Who loathes the filibuster? Senate Democrats, of course!
It seems yet another of the President's nominees was blocked the other day, a fellow who would have sat on the National Labor Relations Board, which would be one of the many heapin' helpings of FDR's alphabet soup that besets this country. SEIU (remember them?) is outraged, since the guy was more or less in his pocket; (Socialist/Democrat-People's Revolutionary Sodality* of Vermont)(just kiddin', I know you Vermonters allll love 'im -- and he is, therefore, just what you deserve) went so far as to confer with respected greybeard Walter Mondale (he's still alive?), and tells us, "He said it was just inconceivable to anybody at that time" that it would be abused as it is now, Leahy said. "The reason the filibuster rule has been supported all these years is people have used it responsibly...this is unprecedented."
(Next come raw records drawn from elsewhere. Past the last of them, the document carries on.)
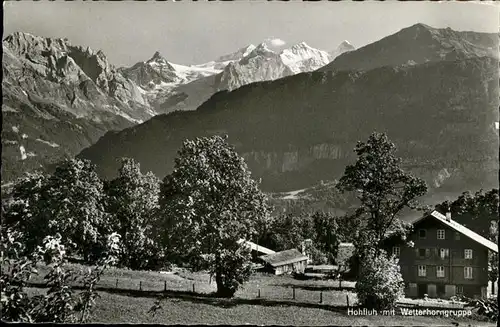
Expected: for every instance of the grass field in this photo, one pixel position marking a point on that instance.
(276, 306)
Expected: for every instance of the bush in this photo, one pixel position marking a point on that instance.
(380, 283)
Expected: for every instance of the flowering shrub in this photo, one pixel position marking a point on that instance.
(380, 283)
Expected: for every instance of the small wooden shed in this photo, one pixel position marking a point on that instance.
(285, 262)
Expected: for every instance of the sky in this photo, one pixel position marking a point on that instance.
(188, 32)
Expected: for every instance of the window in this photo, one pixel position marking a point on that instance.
(422, 234)
(444, 253)
(439, 271)
(468, 272)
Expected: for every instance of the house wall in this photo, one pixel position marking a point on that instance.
(453, 265)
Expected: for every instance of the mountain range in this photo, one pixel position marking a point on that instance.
(169, 87)
(57, 99)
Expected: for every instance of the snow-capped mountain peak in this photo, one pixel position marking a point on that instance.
(238, 55)
(157, 58)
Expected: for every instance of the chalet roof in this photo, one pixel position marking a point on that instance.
(256, 247)
(284, 257)
(461, 229)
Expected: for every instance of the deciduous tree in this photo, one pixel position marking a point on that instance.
(383, 188)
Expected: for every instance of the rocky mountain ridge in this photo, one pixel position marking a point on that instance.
(298, 130)
(247, 65)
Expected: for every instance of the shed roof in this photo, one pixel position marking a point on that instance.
(284, 257)
(461, 229)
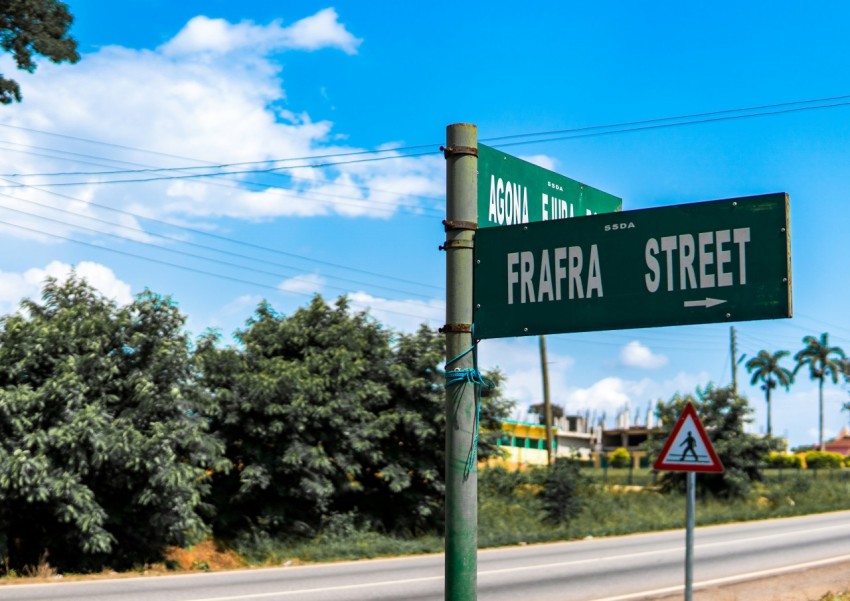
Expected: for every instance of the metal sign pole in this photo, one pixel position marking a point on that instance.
(461, 567)
(689, 536)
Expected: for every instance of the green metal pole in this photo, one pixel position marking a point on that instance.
(689, 535)
(461, 152)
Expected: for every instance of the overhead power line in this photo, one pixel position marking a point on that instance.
(671, 125)
(187, 268)
(663, 119)
(500, 141)
(189, 243)
(235, 241)
(143, 180)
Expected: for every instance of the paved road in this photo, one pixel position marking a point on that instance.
(613, 569)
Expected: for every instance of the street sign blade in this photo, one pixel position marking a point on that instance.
(513, 191)
(707, 262)
(688, 448)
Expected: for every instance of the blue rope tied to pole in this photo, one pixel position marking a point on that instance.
(458, 377)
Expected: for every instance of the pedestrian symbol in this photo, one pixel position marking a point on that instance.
(688, 448)
(691, 443)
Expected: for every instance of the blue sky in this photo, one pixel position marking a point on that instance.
(190, 84)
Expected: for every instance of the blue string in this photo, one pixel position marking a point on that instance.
(464, 377)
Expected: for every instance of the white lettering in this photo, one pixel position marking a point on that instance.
(686, 261)
(706, 258)
(576, 289)
(510, 191)
(724, 256)
(526, 273)
(741, 236)
(513, 276)
(594, 278)
(560, 270)
(544, 286)
(652, 281)
(492, 215)
(668, 245)
(500, 201)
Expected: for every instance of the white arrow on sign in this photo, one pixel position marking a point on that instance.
(707, 302)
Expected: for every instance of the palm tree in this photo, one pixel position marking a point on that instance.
(822, 360)
(765, 367)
Now this would be the exact same Walter Mondale (D-Outer Space) who led the charge to make ending filibusters easier, "reforming" Rule XXII way, way back in 1975 (before there was VOIP or even gravel) to reduce the number of Senate votes needed to choke off debate from two-thirds to three-fifths. Back then, The Mondale loftily informed us proles, "...the Senate will be able to deal with the pressing problems of America in 1975. This reform will make the Senate more efficient, more democratic and more effective."
At least I think that was a small "d" in "democratic." It's hard to be certain, as his is the Party that, cheered on by the odious Woodrow Wilson in 1917, first moved to put an end to unlimited debate in the U. S. Senate in 1917 with the original mod to allow cloture on a two-thirds majority. (Flip side, they're also the Party that used filibuster to slow down or stop passage of Civil Rights legislation).
But hey, not to worry; a "more efficient" and "effective" Senate that can stifle debate in its cradle will be able to make the trains run on time -- and you, too. All aboard?
* The moronization of America, Part Whatever: neither Blogger nor Firefox's spellcheckers recognize "sodality" as being in a word, not even in the most common and limited sense of a Catholic fellowship. Sigh.